By STEVE TUCKEY, who has written on insurance issues for a decade for several national media outlets
Here's the good news: the nation's obesity rate appears to have stalled.
And now the bad: two-thirds of American adults and one-third of children are overweight while about 34 percent of the former and 17 percent of the latter are obese.
According to government data from the years 2007-08 published last month, the obesity rate has held steady for about five years, reflecting earlier signs it had stalled after steadily climbing.
Dr. William Dietz, an obesity expert with the Centers for Disease Control and Prevention in Atlanta, cautiously called the results promising. "We're at the corner; we haven't turned the corner," he said.
Even the youngest Americans are affected--10 percent of babies and toddlers are precariously heavy.
The CDC has based the new data on biannual health surveys involving height and weight measurements of 5,700 adults and 4,000 children.
For health insurers trying to accurately underwrite an overweight population, and employers trying to control costs, such slow progress in the battle of the bulge means efforts to provide incentives for people to live a healthier lifestyle will continue.
A story last month in the New York Times described a program in which John Hancock Insurance Co. and Boston municipal employees have access to healthy, balanced meals and agree to thrice yearly biometric measurements in an effort to cut healthcare costs.
The Safeway grocery chain has gained praise and even some notoriety in its effort to create what its chief executive officer, Steven Burd, has termed a culture of health. But he must be doing something right, for the company has kept healthcare costs level for the past five years, according to Jim Sabin, a Harvard professor and healthcare blogger.
For achieving targets in areas such as weight, blood pressure and cholesterol levels, Safeway employees can reduce their contribution to health-insurance premiums by up to $780 per year for individuals and $1,560 per year for families.
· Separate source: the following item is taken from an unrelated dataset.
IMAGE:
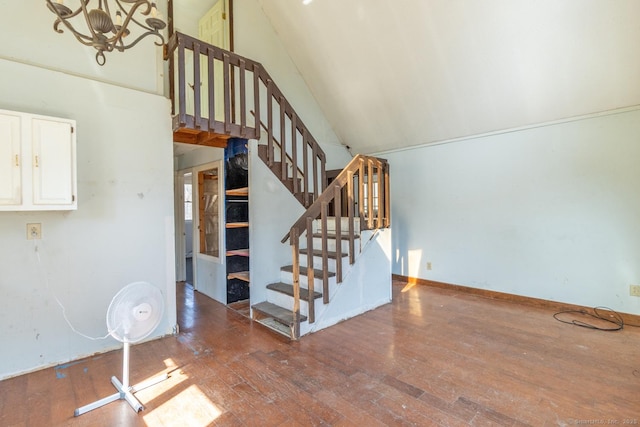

Incentives--especially if they're guided by insights from behavioral economics--work, Sabin said.
Since obesity is a highly stigmatized condition that tracks closely with socioeconomic status, the wrong kinds of incentives could reinforce prejudice and discriminate unjustly.
"But those risks are reasons to use incentives carefully and monitor for negative impacts as well as success ... not reasons to avoid incentives altogether," Sabin said.